There are three values overflowing to `0`

: `227`

, `170`

and `85`

( `85`

going directly to `0`

, other two progressing toward `85`

).

But there's no value creating cyclic overflow seed.

Funnily enough I did a check, which is the first number to suffer from 8 bit truncation, and already `27`

is affected! It does reach value `9232`

in proper non-truncated series (first truncated value is `322`

in 12th step), and the maximum value reached for any of the 2-255 input numbers in non-truncated way is `13120`

(for the `255`

itself), maximum number of steps to converge to `1`

is about `128`

(+-2, not sure if "1" is to count, etc...).
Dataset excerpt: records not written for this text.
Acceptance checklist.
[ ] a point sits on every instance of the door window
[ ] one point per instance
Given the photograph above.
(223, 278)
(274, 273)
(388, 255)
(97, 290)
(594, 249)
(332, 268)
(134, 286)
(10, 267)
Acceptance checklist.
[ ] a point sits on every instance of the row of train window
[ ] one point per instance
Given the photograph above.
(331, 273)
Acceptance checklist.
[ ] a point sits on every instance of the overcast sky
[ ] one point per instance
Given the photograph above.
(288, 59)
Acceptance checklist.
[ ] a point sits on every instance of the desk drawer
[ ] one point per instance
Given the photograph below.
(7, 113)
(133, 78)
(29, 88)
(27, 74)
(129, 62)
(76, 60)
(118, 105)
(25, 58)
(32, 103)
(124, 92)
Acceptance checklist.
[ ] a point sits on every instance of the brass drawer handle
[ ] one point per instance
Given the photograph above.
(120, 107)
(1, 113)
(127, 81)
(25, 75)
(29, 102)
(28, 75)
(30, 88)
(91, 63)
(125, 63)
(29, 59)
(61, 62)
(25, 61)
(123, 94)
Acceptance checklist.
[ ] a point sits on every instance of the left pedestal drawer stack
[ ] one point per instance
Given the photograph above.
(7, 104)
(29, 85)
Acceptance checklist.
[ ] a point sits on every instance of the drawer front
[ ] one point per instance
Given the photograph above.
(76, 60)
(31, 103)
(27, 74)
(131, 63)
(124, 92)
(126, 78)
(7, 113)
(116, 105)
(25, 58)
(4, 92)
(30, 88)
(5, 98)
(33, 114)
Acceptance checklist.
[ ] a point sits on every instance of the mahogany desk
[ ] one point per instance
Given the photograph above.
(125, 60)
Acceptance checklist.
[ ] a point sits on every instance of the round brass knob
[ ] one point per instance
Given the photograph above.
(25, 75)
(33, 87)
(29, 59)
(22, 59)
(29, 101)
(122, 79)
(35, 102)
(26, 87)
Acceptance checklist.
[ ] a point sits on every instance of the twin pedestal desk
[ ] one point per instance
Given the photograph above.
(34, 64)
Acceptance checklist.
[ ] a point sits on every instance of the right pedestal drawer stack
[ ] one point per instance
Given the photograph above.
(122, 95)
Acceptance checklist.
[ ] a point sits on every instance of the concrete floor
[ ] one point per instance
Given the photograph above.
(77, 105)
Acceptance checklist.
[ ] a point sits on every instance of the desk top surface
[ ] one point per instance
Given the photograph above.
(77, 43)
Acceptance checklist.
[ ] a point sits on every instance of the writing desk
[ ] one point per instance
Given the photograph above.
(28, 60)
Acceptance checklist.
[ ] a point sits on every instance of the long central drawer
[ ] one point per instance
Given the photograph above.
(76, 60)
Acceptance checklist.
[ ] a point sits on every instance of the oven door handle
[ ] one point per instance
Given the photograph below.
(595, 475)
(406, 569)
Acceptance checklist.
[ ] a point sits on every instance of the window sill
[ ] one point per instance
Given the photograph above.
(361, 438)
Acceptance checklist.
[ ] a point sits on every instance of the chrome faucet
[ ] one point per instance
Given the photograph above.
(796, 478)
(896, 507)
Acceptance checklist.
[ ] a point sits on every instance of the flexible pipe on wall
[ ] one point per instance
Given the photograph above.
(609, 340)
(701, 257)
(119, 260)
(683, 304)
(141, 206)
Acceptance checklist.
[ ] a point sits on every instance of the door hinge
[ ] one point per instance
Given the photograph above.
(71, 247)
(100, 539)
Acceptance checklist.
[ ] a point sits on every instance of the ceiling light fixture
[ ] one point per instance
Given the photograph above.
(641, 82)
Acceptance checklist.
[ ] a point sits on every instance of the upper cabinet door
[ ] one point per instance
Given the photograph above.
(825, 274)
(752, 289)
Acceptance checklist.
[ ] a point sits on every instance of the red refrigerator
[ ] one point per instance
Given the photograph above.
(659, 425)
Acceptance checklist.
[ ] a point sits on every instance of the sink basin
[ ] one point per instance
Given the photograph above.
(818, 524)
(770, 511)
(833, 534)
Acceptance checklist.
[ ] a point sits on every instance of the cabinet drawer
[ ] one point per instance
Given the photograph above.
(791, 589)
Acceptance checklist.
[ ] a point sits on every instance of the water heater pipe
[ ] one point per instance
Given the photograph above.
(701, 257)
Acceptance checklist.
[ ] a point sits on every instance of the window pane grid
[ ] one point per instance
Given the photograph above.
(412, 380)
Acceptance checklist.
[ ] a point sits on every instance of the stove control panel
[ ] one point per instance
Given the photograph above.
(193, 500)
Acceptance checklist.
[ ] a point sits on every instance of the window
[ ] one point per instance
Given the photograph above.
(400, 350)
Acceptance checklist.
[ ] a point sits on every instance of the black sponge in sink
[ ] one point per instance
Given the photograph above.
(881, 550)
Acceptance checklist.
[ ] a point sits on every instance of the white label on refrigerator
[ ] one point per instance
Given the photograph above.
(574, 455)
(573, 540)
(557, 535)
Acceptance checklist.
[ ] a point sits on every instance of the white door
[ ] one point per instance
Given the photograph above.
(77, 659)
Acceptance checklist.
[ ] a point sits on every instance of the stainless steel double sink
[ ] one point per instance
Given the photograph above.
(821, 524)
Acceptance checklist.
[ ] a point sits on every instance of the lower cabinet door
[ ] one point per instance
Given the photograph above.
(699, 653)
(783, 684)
Interestingly enough (for me) the number `9232`

is maximum for many other source numbers, what's so special about it? :-O `9232`

= `0x2410`

... hmmm.. no idea.

Unfortunately I can't get any deep grasp of this series, why does it converge and what are the implications of truncating them to *k* bits, but with `cmp number,1`

terminating condition it's certainly possible to put the algorithm into infinite loop with particular input value ending as `0`

after truncation.

But the value `27`

overflowing for 8 bit case is sort of alerting, this looks like if you count the number of steps to reach value `1`

, you will get wrong result for majority of numbers from the total k-bit set of integers. For the 8 bit integers the 146 numbers out of 256 have affected series by truncation (some of them may still hit the correct number of steps by accident maybe, I'm too lazy to check).